Se acercó al estante principal y retiró un libro. Al hacerlo, una nube de polvo se elevó en el aire. Tosió levemente.
—Qué sucio está todo... —murmuró, mientras pasaba la mano por los lomos de los otros libros.
El polvo flotaba, suspendido como ceniza. Y entonces, como traído por el aire denso del sótano, un recuerdo fugaz se impuso en el ambiente:
Sobre una mesa redonda y antigua, una niña preadolescente esperaba en silencio.
Una anciana se acercaba y, sin decir palabra, le entregaba un libro familiar.
El aire cargado de nostalgia se quebró de golpe con una voz seca: “¿Dónde estará?”
Tenía un libro en la mano, pero no era el correcto. Volvió a buscar en los estantes, una y otra vez. No lo halló. Nada. Revisó los cajones bajos, movió algunas cajas. La frustración comenzó a ascenderle por dentro.
Se dejó caer sobre una caja de madera.
¿Y si Jay había escondido el libro de la abuela?
No podría saberlo sin arriesgarse a hurgar en sus recuerdos y lastimarlo en el proceso.
Cerró la puerta tras de sí. Se fue al living y se hundió en el sillón. El peso de la casa parecía mayor en soledad. Inspiraba y exhalaba profundamente, con los ojos abiertos pero sin ver. Tenía la mirada vidriosa, aunque ninguna lágrima se formaba.
El grimorio no estaba. Y sin él, algo esencial le faltaba. No por poder. Por pertenencia.
—¿Mamá?
La voz la sacó de su quietud. Sophie estaba allí, asomando la cabeza desde el pasillo.
—¿Estás bien? —preguntó con ojos grandes.
Lilith forzó una sonrisa, se incorporó y le tocó suavemente la mejilla.
—Claro que sí, cariño. No te preocupes.
—¿Me ayudás con la tarea?
—Vamos.
Subieron juntas. Frente a la puerta del cuarto, Sophie se detuvo.
—¡Uy! Me olvidé de los lápices. Ya vengo.
Lilith asintió y esperó en el umbral.
El cuarto de Sophie era tierno, desbordante de suavidad. Peluches por todas partes, paredes con dibujos, libros infantiles y luces cálidas. Pero, sin saber cómo, el ambiente fue transformándose a través de sus ojos.
Los colores se apagaban. Las texturas se endurecían. Los peluches parecían antiguos los libros tenían cubiertas negras. El escritorio ya no era de Sophie. Era un cuarto distinto.
Lilith no se movió. Solo dejó que el cuarto se volviera otro.
“Me hubiera gustado tener más peluches… y menos libros.”

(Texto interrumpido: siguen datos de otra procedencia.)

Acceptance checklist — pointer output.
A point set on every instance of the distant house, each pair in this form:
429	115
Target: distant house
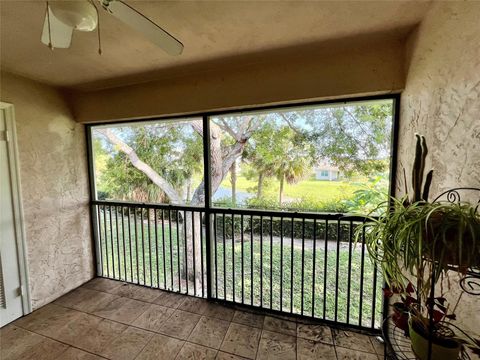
325	171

Tocó la cama con una sonrisa nostálgica. La ilusión se desvaneció con los pasos de Sophie entrando.
—¡Aquí están! —dijo la niña, dejando los lápices sobre la mesa.
El cuarto volvió a su forma habitual. Lilith se acercó, se inclinó y comenzaron a trabajar juntas en la tarea. No dijo una palabra sobre lo que acababa de ver.
La noche cayó sin hacer ruido.
Cuando la casa volvió al silencio, Lilith bajó a la cocina. Se puso el delantal y abrió la canilla para lavarse las manos. Entonces, una tos más fuerte la sacudió. Se cubrió la boca con la mano, agachándose ligeramente hasta recuperar el aliento.
Esperó. Respiró. Luego volvió al grifo. El agua corrió entre sus dedos, llevándose restos de harina o de polvo del sótano. Se quedó mirando el flujo unos segundos, en silencio.
No lo notó.
El agua descendía con una tonalidad rojiza, imperceptible, arrastrando algo más que suciedad.
Lilith se secó las manos y fue hasta la heladera. Pensó en sopa. Tal vez arroz.
Detrás de él, la sangre se iba, silenciosa.